PHP regex: split content

You have super powers, maybe you can help me with this regular expression.

I want to insert some content between some blocks. I’d like to split the content in an array.

This is an example of content generated by Wordpress:

<!-- wp:heading {"level":4} -->
<h4><em>More info: <a href="https://example.com">Some text for the link</a></em></h4>
<!-- /wp:heading -->

<!-- wp:paragraph -->
<p>Lorem ipsum dolor sit amet, consectetur adipiscing elit. Aliquam est diam, ultrices in tempor a, dignissim et neque.</p>
<!-- /wp:paragraph -->

<!-- wp:paragraph -->
<p>SLorem ipsum dolor sit amet, consectetur adipiscing elit. Aliquam est diam, ultrices in tempor a, dignissim et neque.</p>
<!-- /wp:paragraph --><!-- wp:heading -->
<h2>Neque porro quisquam est qui </h2>
<!-- /wp:heading -->



<!-- wp:paragraph -->
<p>Lorem ipsum dolor sit amet, consectetur adipiscing elit. Aliquam est diam, ultrices in tempor a, dignissim et neque.</p>
<!-- /wp:paragraph -->

<!-- wp:paragraph -->
<p>Cras ullamcorper luctus felis vitae lobortis. Fusce ut aliquam elit. Proin malesuada arcu sit amet ullamcorper auctor.</p>
<!-- /wp:paragraph -->

Output should be something like:

Array
(
    [0] => 
<!-- wp:heading {"level":4} -->
<h4><em>More info: <a href="https://example.com">Some text for the link</a></em></h4>
<!-- /wp:heading -->

    [1] => 
<!-- wp:paragraph -->
<p>Lorem ipsum dolor sit amet, consectetur adipiscing elit. Aliquam est diam, ultrices in tempor a, dignissim et neque.</p>
<!-- /wp:paragraph -->

    [2] => 
<!-- wp:paragraph -->
<p>SLorem ipsum dolor sit amet, consectetur adipiscing elit. Aliquam est diam, ultrices in tempor a, dignissim et neque.</p>
<!-- /wp:paragraph -->

    [3] =>
<!-- wp:heading -->
<h2>Neque porro quisquam est qui </h2>
<!-- /wp:heading -->

    [4] => 
<!-- wp:paragraph -->
<p>Lorem ipsum dolor sit amet, consectetur adipiscing elit. Aliquam est diam, ultrices in tempor a, dignissim et neque.</p>
<!-- /wp:paragraph -->

    [5] => 
<!-- wp:paragraph -->
<p>Cras ullamcorper luctus felis vitae lobortis. Fusce ut aliquam elit. Proin malesuada arcu sit amet ullamcorper auctor.</p>
<!-- /wp:paragraph -->

The following is a regex used in the Wordpress core to extract data from these blocks but I’m not sure how to adapte it:

(?P<closer>\/)?wp:(?P<namespace>[a-z][a-z0-9_-]*\/)?(?P<name>[a-z][a-z0-9_-]*)\s+(?P<attrs>{(?:(?:[^}]+|}+(?=})|(?!}\s+\/?-->).)*+)?}\s+)?(?P<void>\/)?

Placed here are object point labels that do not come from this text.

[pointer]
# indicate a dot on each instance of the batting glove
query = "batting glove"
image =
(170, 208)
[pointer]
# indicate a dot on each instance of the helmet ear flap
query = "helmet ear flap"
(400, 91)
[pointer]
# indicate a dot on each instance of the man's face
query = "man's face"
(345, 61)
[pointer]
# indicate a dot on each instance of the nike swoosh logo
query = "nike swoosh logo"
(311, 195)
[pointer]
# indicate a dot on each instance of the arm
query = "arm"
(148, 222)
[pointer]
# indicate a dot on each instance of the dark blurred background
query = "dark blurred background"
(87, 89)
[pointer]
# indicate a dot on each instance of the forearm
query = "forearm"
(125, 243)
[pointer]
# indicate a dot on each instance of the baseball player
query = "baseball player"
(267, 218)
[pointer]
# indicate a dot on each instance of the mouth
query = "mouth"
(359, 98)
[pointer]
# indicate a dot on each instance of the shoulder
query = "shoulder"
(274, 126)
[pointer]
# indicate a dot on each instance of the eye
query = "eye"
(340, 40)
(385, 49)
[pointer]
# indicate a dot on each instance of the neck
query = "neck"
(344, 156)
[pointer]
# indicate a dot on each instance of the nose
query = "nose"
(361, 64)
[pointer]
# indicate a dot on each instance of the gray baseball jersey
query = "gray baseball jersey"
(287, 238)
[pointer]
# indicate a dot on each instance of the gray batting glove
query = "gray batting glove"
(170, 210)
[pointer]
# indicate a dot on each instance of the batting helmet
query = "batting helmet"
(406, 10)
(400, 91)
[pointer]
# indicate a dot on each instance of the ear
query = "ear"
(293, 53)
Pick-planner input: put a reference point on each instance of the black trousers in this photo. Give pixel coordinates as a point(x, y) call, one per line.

After converting to an array, I will be free to insert more content.

Thank you.

What language are you using? In Python, I know you can just make an array from all matches. Does this exist in your language? Maybe just match something like

<!-- wp:.*? -->.*?<!-- \/wp:.*? -->

and let . match newlines.

1 Like

Actually, this looks like js. So, I guess:

var regex = /<!-- wp:.*? -->.*?<!-- \/wp:.*? -->/sg;
var outputArray = inputString.match(regex);
1 Like

Awesome @mwt! Thank you very much.

I’ve seen another case than can exists:

<!-- wp:heading {"level":4} -->
<h4><em>More info: <a href="https://example.com">Some text for the link</a></em></h4>
<!-- /wp:heading -->

<!-- wp:paragraph -->
<p>Lorem ipsum dolor sit amet, consectetur adipiscing elit. Aliquam est diam, ultrices in tempor a, dignissim et neque.</p>
<!-- /wp:paragraph -->

There is some additional content here too.

Can be multiple paragraphs. This and the previous one should be an item too.

<!-- wp:paragraph -->
<p>Lorem ipsum dolor sit amet, consectetur adipiscing elit. Aliquam est diam, ultrices in tempor a, dignissim et neque.</p>
<!-- /wp:paragraph -->

What if there are some content unwrapped in between? I’d like to match it too because after joining all the content, it can be lost.

One hack would be to use regex replace to add some delimiter that you don’t expect in your HTML like &🙃; and then split by this delimiter. That way you would know that your text was complete.

There’s probably a better way…

1 Like

I made it :smiley:

$content_by_blocks = preg_split( '/(<!-- wp:.*? -->.*?<!-- \/wp:.*? -->)/s', $the_content, null, PREG_SPLIT_NO_EMPTY | PREG_SPLIT_DELIM_CAPTURE );

Thank you!

1 Like

That’s much better than my emoji delimiter idea :smile:.

1 Like